“How wonderful it is that nobody need wait a single moment before starting to improve the world.” – Anne Frank
Last Thursday was Gandhi’s birthday, and also the International Day of Nonviolence, a day to honor peacemakers around the world. To observe the day in the Lower Elementary, we read a short story about Gandhi’s life and talked about ways each of us might practice peace. The children thought of many different ideas like writing letters to new neighbors, helping someone, thinking about Gandhi, working with a Zen garden, saying kind words, and appreciating nature.
Listening to the children, I was reminded how each of them has many seeds of compassion waiting to be nurtured in fertile ground. As adults, one of our most important roles is helping all these seeds grow. In the early elementary years, we can:
Recognize, name, and respect children’s feelings. This can help children begin to think about how others might be feeling and to feel empathy for them.
Share our own values about kindness and helping, and share stories of people like Gandhi who made a difference in the world.
Have conversations with children about how they have helped others, and how others have helped them.
Get to know all kinds of people so children can recognize that all people have a great deal in common, and that not everyone is alike.
Help children think about things from different perspectives. Thinking about how other people might be feeling and why helps children build empathy.

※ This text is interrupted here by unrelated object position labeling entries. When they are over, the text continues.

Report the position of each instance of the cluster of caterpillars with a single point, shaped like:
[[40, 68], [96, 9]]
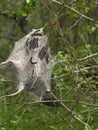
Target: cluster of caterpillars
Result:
[[33, 44]]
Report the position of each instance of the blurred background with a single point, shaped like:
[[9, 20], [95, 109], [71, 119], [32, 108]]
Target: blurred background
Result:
[[72, 28]]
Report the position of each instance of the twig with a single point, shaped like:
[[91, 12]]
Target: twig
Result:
[[95, 54], [13, 94], [9, 37], [73, 9], [74, 24]]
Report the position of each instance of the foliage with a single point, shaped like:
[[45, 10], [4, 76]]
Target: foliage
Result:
[[73, 37]]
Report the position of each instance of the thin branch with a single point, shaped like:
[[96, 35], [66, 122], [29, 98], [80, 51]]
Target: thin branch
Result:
[[9, 37], [13, 94], [73, 9], [74, 24], [95, 54], [76, 71]]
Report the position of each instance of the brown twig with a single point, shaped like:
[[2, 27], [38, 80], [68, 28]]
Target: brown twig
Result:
[[74, 24]]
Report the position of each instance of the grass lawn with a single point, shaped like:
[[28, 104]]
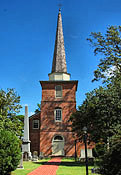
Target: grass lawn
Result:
[[67, 167], [70, 167], [28, 167]]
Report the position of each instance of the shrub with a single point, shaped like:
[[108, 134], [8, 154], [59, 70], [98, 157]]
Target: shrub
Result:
[[10, 152], [111, 162]]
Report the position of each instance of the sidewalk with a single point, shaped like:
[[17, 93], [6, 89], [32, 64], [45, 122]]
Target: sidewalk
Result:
[[49, 168]]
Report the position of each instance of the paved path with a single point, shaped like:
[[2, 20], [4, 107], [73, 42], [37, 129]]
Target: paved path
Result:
[[49, 168]]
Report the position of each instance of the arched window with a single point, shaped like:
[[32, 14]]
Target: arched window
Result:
[[58, 115], [35, 124], [58, 91], [58, 137]]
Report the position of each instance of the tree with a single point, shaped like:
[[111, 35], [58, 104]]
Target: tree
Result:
[[9, 107], [100, 113], [111, 160], [109, 46], [10, 152]]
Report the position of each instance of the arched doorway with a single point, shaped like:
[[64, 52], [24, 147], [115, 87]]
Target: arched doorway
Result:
[[58, 146]]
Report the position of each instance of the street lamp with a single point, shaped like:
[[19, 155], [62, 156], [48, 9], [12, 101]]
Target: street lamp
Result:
[[85, 142]]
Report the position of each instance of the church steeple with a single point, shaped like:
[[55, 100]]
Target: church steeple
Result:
[[59, 68]]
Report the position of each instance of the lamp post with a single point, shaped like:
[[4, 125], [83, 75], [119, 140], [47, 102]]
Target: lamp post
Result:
[[85, 142]]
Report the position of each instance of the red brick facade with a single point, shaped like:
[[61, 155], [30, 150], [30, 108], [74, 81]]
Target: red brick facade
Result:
[[41, 139]]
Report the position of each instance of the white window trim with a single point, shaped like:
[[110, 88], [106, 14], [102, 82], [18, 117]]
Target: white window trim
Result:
[[55, 115], [61, 91], [33, 123]]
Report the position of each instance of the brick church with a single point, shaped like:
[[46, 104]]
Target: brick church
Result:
[[49, 130]]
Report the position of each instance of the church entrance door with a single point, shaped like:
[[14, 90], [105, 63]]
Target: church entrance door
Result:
[[58, 146]]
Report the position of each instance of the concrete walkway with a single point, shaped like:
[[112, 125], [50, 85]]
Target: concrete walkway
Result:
[[49, 168]]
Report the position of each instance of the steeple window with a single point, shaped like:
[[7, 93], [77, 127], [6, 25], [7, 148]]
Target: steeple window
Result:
[[58, 91], [58, 114], [35, 124]]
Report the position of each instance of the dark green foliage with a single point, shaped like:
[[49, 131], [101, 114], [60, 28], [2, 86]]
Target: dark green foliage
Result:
[[109, 47], [100, 113], [9, 107], [111, 161], [10, 152]]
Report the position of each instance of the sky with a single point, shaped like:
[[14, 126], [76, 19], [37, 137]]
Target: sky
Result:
[[27, 37]]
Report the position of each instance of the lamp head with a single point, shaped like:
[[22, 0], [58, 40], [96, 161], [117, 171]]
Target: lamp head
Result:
[[84, 129]]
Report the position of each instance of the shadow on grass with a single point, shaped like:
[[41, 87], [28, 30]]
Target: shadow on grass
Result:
[[76, 164]]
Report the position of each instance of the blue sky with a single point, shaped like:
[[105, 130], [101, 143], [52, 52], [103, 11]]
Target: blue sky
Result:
[[27, 36]]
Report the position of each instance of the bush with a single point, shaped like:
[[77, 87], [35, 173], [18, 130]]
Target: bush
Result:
[[10, 152]]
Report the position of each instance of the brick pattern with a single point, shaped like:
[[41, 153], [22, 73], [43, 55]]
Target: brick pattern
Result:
[[50, 128]]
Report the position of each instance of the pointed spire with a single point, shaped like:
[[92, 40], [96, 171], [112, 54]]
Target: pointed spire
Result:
[[59, 60]]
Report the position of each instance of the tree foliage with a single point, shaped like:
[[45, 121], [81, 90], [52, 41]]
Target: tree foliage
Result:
[[111, 160], [9, 107], [10, 152], [100, 113], [109, 47]]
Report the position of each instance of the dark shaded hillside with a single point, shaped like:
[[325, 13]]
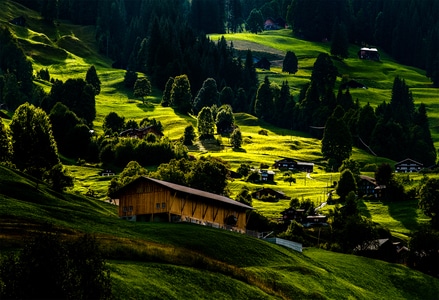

Volunteer together. Consider your family’s skills, interests, talents, and time and choose an organization that fits your needs. The Volunteer Family (www.thevolunteerfamily.org) can help you get started.
Involve children in philanthropy by helping them identify areas of interest and possibility. Even when the amount is small, finding an area of need, thinking about how to raise money and awareness, and then giving a gift that will make a real change can be a very meaningful experience.
In the words of Anne Frank and the spirit of Gandhi, however young or old we are, all of us can help to make the world a better place.